VALUES ARE NOT ALWAYS CONVENIENT

During the 2010–2011 basketball season, a college basketball team that had fielded a lot of good teams over the years had a great team. Led by a young man who was the nation’s leading scorer and who smashed school records that had stood for 30 years, this team moved into the top five in national rankings. As the NCAA tournament approached, fans and pundits alike saw the team as a strong contender for making it to the Elite Eight, the Final Four, and maybe even beyond. Then, not even two weeks before the NCAA tournament was set to begin, perhaps the second-best player on the team was suddenly suspended. Why? Well, the details are his business, but it was clear he had violated his school’s honor code—a set of values every student had agreed to live by, athlete or not. The violation was such that he was allowed to remain in school, but he was not allowed to play.

Not surprisingly, the team lost its next game. It regrouped and won the final game of the season, and then lost the final game of the conference tournament. Where it had only lost two games all season, in a week’s time it had lost four! And when the NCAA invites came out, this team slipped from a lock on a number-one seed to a number-three seed.

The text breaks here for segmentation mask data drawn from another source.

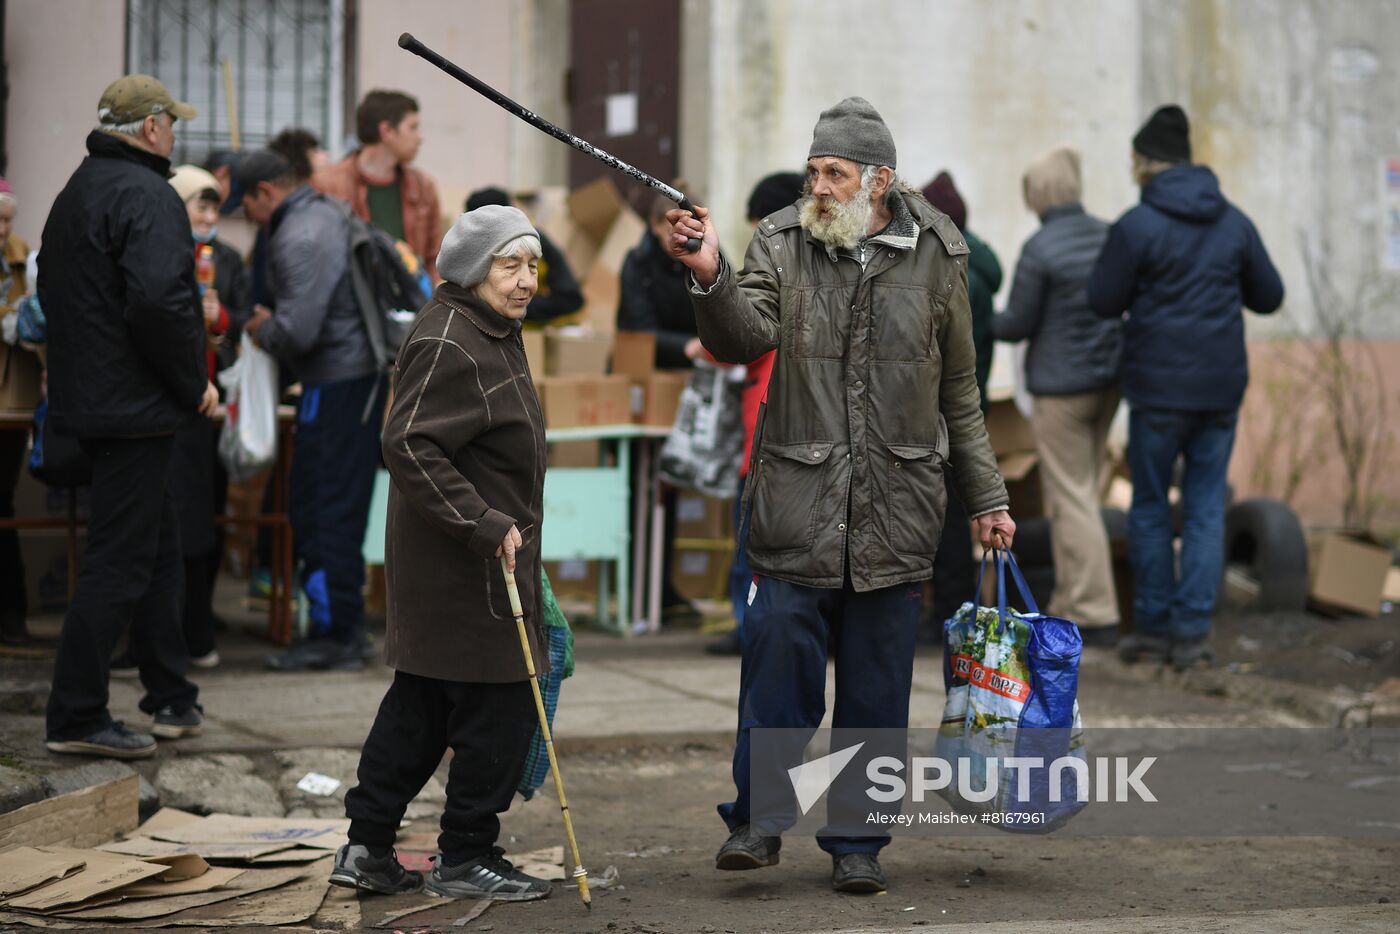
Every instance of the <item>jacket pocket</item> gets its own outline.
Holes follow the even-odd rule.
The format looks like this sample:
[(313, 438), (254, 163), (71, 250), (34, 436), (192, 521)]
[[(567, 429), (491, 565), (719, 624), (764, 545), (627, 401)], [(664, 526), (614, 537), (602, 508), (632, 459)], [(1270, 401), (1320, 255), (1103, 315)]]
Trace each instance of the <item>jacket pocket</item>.
[(890, 545), (906, 555), (929, 558), (938, 550), (948, 487), (943, 476), (943, 455), (931, 444), (890, 445), (889, 477)]
[(803, 551), (817, 537), (832, 442), (766, 444), (758, 456), (749, 544), (759, 551)]

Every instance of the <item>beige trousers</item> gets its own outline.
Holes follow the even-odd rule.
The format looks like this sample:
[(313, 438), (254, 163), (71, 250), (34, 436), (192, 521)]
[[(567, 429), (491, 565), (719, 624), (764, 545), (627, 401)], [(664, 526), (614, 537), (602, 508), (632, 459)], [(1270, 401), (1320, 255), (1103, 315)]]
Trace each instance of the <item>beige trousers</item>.
[(1036, 396), (1031, 415), (1055, 556), (1055, 593), (1048, 612), (1085, 627), (1118, 624), (1113, 560), (1099, 516), (1108, 428), (1118, 399), (1116, 389)]

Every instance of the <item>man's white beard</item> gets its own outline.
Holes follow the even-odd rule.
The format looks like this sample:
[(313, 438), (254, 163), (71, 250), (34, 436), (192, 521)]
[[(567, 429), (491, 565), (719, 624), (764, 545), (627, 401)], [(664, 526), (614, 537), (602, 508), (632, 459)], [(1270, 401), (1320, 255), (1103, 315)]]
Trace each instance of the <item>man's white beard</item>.
[[(802, 229), (823, 243), (838, 249), (852, 249), (870, 229), (870, 221), (875, 216), (875, 202), (870, 200), (870, 189), (875, 180), (867, 179), (860, 191), (844, 203), (835, 198), (818, 198), (808, 194), (798, 206), (798, 220)], [(830, 211), (829, 218), (822, 218), (822, 211)]]

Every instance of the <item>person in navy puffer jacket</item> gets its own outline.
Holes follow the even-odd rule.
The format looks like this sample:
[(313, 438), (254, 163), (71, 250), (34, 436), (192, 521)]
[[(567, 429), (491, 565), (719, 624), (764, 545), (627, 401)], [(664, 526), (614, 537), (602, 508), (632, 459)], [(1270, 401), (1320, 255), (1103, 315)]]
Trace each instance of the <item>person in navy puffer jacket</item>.
[[(1225, 478), (1249, 382), (1241, 306), (1276, 311), (1283, 282), (1215, 173), (1191, 164), (1180, 107), (1158, 108), (1133, 137), (1133, 172), (1142, 202), (1109, 231), (1087, 285), (1096, 314), (1127, 315), (1120, 383), (1131, 406), (1136, 631), (1119, 653), (1186, 669), (1211, 658)], [(1178, 457), (1185, 458), (1179, 574), (1167, 501)]]

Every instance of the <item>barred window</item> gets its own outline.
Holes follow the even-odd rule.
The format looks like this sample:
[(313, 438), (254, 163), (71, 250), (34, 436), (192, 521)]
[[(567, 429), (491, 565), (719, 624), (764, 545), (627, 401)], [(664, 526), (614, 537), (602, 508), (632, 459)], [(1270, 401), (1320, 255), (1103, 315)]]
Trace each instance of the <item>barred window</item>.
[[(340, 150), (346, 4), (353, 0), (128, 0), (127, 71), (155, 75), (199, 117), (175, 133), (176, 163), (302, 126)], [(228, 68), (225, 70), (224, 61)]]

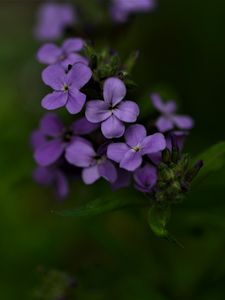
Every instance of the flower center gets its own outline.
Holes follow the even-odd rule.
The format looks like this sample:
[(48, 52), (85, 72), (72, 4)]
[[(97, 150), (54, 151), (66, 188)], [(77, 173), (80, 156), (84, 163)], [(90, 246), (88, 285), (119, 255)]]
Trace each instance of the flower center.
[(135, 151), (135, 152), (138, 152), (141, 150), (141, 146), (140, 145), (137, 145), (135, 147), (132, 147), (132, 149)]
[(65, 54), (60, 55), (59, 60), (63, 61), (64, 59), (66, 59), (66, 55)]
[(67, 84), (65, 84), (65, 85), (63, 86), (63, 91), (64, 91), (65, 93), (69, 91), (69, 87), (68, 87)]
[(64, 135), (63, 135), (63, 141), (64, 141), (64, 142), (70, 142), (71, 139), (72, 139), (72, 137), (73, 137), (73, 132), (72, 132), (72, 130), (67, 130), (67, 131), (64, 133)]
[(93, 163), (96, 164), (96, 165), (100, 165), (101, 163), (103, 163), (104, 161), (106, 160), (106, 157), (105, 156), (101, 156), (101, 155), (96, 155), (94, 158), (93, 158)]

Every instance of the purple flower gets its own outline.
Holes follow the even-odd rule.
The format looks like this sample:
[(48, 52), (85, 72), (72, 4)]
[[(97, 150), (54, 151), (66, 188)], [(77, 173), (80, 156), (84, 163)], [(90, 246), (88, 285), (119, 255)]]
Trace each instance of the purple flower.
[(66, 159), (69, 163), (83, 168), (82, 179), (85, 184), (92, 184), (103, 177), (113, 183), (117, 179), (116, 168), (107, 159), (102, 147), (95, 152), (87, 140), (76, 140), (66, 149)]
[[(176, 146), (179, 151), (182, 151), (187, 135), (188, 133), (185, 131), (170, 132), (166, 136), (166, 148), (172, 151), (172, 148)], [(148, 156), (155, 165), (159, 165), (162, 162), (162, 151), (149, 154)]]
[(131, 174), (127, 170), (117, 168), (117, 179), (111, 184), (113, 191), (128, 187), (132, 179)]
[(72, 26), (75, 21), (76, 13), (71, 5), (45, 3), (38, 11), (34, 34), (40, 41), (56, 40), (63, 35), (66, 27)]
[(44, 186), (53, 186), (56, 195), (63, 199), (69, 194), (69, 185), (67, 177), (63, 171), (56, 166), (51, 167), (37, 167), (33, 172), (34, 180)]
[(148, 12), (155, 8), (155, 0), (113, 0), (111, 16), (116, 22), (126, 22), (129, 15)]
[(154, 107), (162, 113), (162, 116), (156, 121), (156, 127), (161, 132), (166, 132), (177, 127), (180, 130), (189, 130), (193, 128), (194, 121), (189, 116), (176, 115), (177, 105), (175, 101), (163, 103), (159, 94), (152, 94), (152, 103)]
[(125, 123), (133, 123), (139, 115), (139, 107), (133, 101), (123, 101), (126, 86), (118, 78), (109, 78), (104, 82), (104, 100), (91, 100), (86, 106), (86, 118), (92, 123), (101, 123), (106, 138), (121, 137), (125, 132)]
[(147, 136), (143, 125), (132, 125), (125, 133), (126, 143), (108, 146), (107, 156), (128, 171), (134, 171), (142, 164), (142, 156), (164, 150), (166, 141), (161, 133)]
[(143, 193), (149, 193), (157, 183), (157, 169), (149, 164), (134, 173), (135, 187)]
[(96, 126), (85, 118), (80, 119), (67, 129), (55, 114), (47, 114), (40, 121), (40, 128), (31, 137), (35, 161), (40, 166), (49, 166), (55, 163), (64, 153), (68, 145), (78, 135), (89, 134)]
[(42, 79), (54, 92), (42, 99), (42, 106), (48, 110), (65, 106), (69, 113), (79, 113), (86, 102), (86, 95), (80, 89), (91, 76), (91, 69), (82, 63), (73, 65), (68, 73), (60, 65), (47, 67), (42, 72)]
[(84, 41), (80, 38), (71, 38), (64, 41), (62, 47), (48, 43), (43, 45), (37, 53), (37, 59), (40, 63), (46, 65), (61, 64), (65, 70), (69, 65), (74, 65), (77, 62), (88, 64), (86, 58), (79, 55), (77, 52), (84, 47)]

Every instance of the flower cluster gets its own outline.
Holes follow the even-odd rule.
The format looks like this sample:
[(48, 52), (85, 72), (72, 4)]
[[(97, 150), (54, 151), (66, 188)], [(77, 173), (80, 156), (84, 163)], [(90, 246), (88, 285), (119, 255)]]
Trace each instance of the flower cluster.
[[(69, 193), (69, 179), (89, 185), (102, 178), (113, 189), (133, 185), (159, 203), (171, 195), (179, 201), (191, 178), (181, 151), (193, 120), (177, 115), (174, 101), (152, 94), (160, 116), (154, 127), (141, 124), (139, 105), (121, 75), (126, 72), (92, 52), (83, 39), (69, 38), (62, 46), (44, 44), (37, 53), (47, 65), (43, 83), (52, 89), (42, 107), (65, 107), (73, 121), (65, 126), (55, 112), (41, 119), (31, 138), (38, 165), (34, 179), (53, 185), (61, 198)], [(107, 72), (100, 76), (99, 70)]]
[[(82, 18), (78, 15), (80, 11), (79, 3), (74, 5), (67, 3), (45, 2), (39, 8), (37, 14), (37, 22), (34, 29), (34, 35), (39, 41), (54, 41), (63, 37), (65, 32), (74, 29), (74, 25), (82, 25)], [(98, 7), (99, 6), (99, 7)], [(96, 10), (103, 10), (105, 5), (99, 4)], [(107, 8), (109, 20), (114, 23), (124, 23), (129, 19), (130, 15), (152, 11), (156, 6), (156, 0), (110, 0)], [(91, 20), (89, 20), (91, 24)], [(84, 24), (84, 26), (86, 26)], [(100, 24), (100, 26), (103, 26)], [(48, 48), (47, 48), (48, 49)], [(55, 50), (55, 49), (51, 49)], [(56, 51), (58, 56), (59, 51)], [(48, 59), (47, 59), (48, 60)], [(51, 57), (55, 60), (55, 55)], [(44, 59), (45, 63), (45, 59)]]

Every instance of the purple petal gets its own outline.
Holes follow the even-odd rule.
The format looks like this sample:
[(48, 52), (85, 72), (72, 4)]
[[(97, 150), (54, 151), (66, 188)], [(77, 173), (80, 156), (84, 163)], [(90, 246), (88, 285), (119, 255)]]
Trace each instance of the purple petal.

Of course, there was a lot of talk about this young man’s suspension. Some wondered why the school felt a need to stick to its values when so much was on the line. Each time the team played without this young man, it was evident that, while it was still good, the team had lost its chance at greatness. And, indeed, it lost in the Sweet Sixteen.

What it didn’t lose was its commitment to its values. The school had a clearly stated policy on which behaviors were acceptable and which ones weren’t, and it stuck by them in an age when expediency often takes the place of integrity. Some people felt the school had made a tough call. And while it likely was a painful decision for administrators to make, it really wasn’t a tough call—it was an outgrowth of values that, for years, had been clearly delineated and adhered to.

As a footnote, this young man held his head high, he didn’t complain, he even continued to sit with his team in shirt and tie and cheer them on. And when he climbed up the ladder to help cut down the net after the final home game (just four days after his suspension), he was greeted with a standing ovation from a crowd of 21,000 fans. And while I can’t predict the future, most feel he will serve out his suspension and return to the team for the 2011–2012 season.